The Commission said the move aims to curb illicit investment activities, Ponzi schemes, and the growing use of digital wallets for money laundering and other financial crimes.
SEC’s Director-General, Dr. Emomotimi Agama, disclosed this on Wednesday in Abuja during a lecture at the Abuja Journalists Academy titled “The Regulation of Digital Assets and Virtual Asset Service Providers in Nigeria.”
Represented by the Head, External Relations Department, Mrs. Efe Ebelo, Agama said the Commission is working closely with the Central Bank of Nigeria (CBN) and the Economic and Financial Crimes Commission (EFCC) to track and freeze illegal digital wallets.
“To strengthen enforcement, the SEC is collaborating with the CBN and EFCC to freeze illicit digital wallets and recover criminal proceeds.

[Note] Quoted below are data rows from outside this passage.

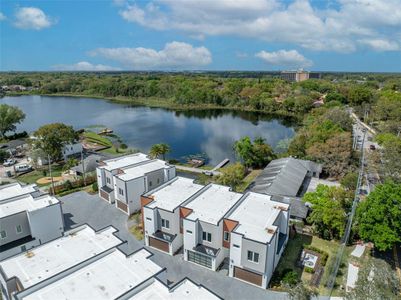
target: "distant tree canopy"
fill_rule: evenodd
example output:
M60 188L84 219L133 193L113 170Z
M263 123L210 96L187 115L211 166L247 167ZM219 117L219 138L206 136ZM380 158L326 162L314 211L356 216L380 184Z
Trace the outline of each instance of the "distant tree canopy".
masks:
M154 144L150 150L149 155L152 158L162 157L163 160L166 160L166 154L171 151L170 146L164 143Z
M240 163L228 165L221 170L222 175L219 177L218 182L223 185L235 188L242 183L245 176L245 167Z
M72 126L63 123L43 125L33 135L33 148L43 151L52 160L59 160L64 145L73 143L77 139L77 134Z
M401 184L377 185L359 204L356 221L361 238L380 251L401 242Z
M0 137L9 131L15 131L17 124L25 119L25 114L16 106L0 104Z

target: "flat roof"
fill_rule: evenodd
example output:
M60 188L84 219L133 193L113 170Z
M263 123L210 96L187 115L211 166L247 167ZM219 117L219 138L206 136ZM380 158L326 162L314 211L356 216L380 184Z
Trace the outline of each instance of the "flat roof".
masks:
M275 229L280 209L288 209L288 205L271 200L270 195L248 193L240 205L227 217L230 220L238 221L234 232L243 234L246 238L262 243L270 242L273 237L267 229Z
M30 194L0 202L0 218L4 218L23 211L34 211L60 201L50 195L33 198Z
M228 186L210 184L185 207L193 210L187 219L208 222L217 225L224 215L242 197L242 194L230 191Z
M135 153L125 156L120 156L117 158L112 158L104 160L105 165L100 166L100 168L106 169L108 171L113 171L116 169L124 168L133 164L137 164L146 160L150 160L146 154Z
M86 225L80 226L66 232L64 237L3 260L0 266L8 278L18 277L27 289L121 244L113 234L116 231L111 226L99 232Z
M24 299L116 299L163 270L148 259L151 255L145 249L130 256L113 249Z
M175 177L161 187L147 193L145 196L153 198L153 201L146 206L173 211L203 187L203 185L194 183L193 179Z
M36 192L36 185L21 185L19 182L0 186L0 201L34 193Z
M139 299L178 299L178 300L187 300L187 299L220 299L206 288L199 286L189 279L185 278L180 283L178 283L173 288L169 289L163 283L158 280L155 280L152 284L150 284L145 289L141 290L130 300L139 300Z
M170 166L163 160L149 160L142 164L122 168L124 173L118 174L117 177L121 180L128 181L134 178L142 177L149 172L169 167Z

Our goal is to ensure that innovation serves progress, not predation,” he stated.
He noted that Nigeria ranks among the top countries in global digital asset adoption, with over one-third of its population engaged in crypto-related activities—reflecting the innovation of Nigerian youths and the push for financial inclusion.
However, Agama cautioned that the rapid growth of digital assets has created opportunities for abuse through crypto scams, fake wallet apps, phishing, and ransomware attacks.
“Without strong regulation, innovation can quickly become vulnerability,” he warned. “Regulation is not about restriction; it’s about building trust and ensuring that innovation strengthens our economy rather than weakens it.”
To mitigate these risks, the SEC has introduced a comprehensive regulatory framework for Virtual Asset Service Providers (VASPs) under its 2022 Rules on the Issuance, Offering, and Custody of Digital Assets, anchored on three pillars—licensing, compliance, and transparency.
Agama explained that beyond issuing regulations, the Commission is leveraging modern technology to enhance market surveillance.
“We are using blockchain analytics, AI, and advanced monitoring systems to strengthen our supervisory capacity,” he said. “This will help us respond faster to suspicious transactions and protect market integrity.”
He added that the collaboration with the CBN and EFCC will improve coordination among regulators and law enforcement agencies, enabling swift action against cross-border financial crimes.
Placing Nigeria’s regulatory approach in a global context, Agama said the Financial Action Task Force (FATF) now mandates all VASPs worldwide to implement anti-money laundering (AML) and counter-terrorism financing (CFT) controls. He cited the European Union’s MiCA framework and recent U.S. enforcement actions against unregistered exchanges as examples of the tightening global oversight.
“The message globally is clear — digital finance must be as transparent, accountable, and investor-friendly as traditional finance,” he said.
Agama stressed that the SEC aims to maintain a regulatory balance that encourages innovation while protecting the financial system from abuse.
“If regulators clamp down too hard, innovation migrates offshore; if they regulate too softly, risks multiply. Our task is to find the right balance that encourages creativity while protecting Nigerians from exploitation,” he added.
He emphasised that digital assets have become a structural pillar of modern finance, reshaping markets and redefining trust, ownership, and value exchange globally.
Concluding, Agama reaffirmed the SEC’s commitment to building a digital finance ecosystem rooted in ethics and transparency.
“The future of finance is digital, but its foundation must remain ethical, transparent, and trustworthy,” he said. “Trust is the ultimate currency, and as regulators, our highest duty is to preserve it.”
He also urged fintech innovators and investors to embrace responsible innovation, assuring that the SEC’s goal is to create a secure environment that promotes financial inclusion, investor protection, and national development.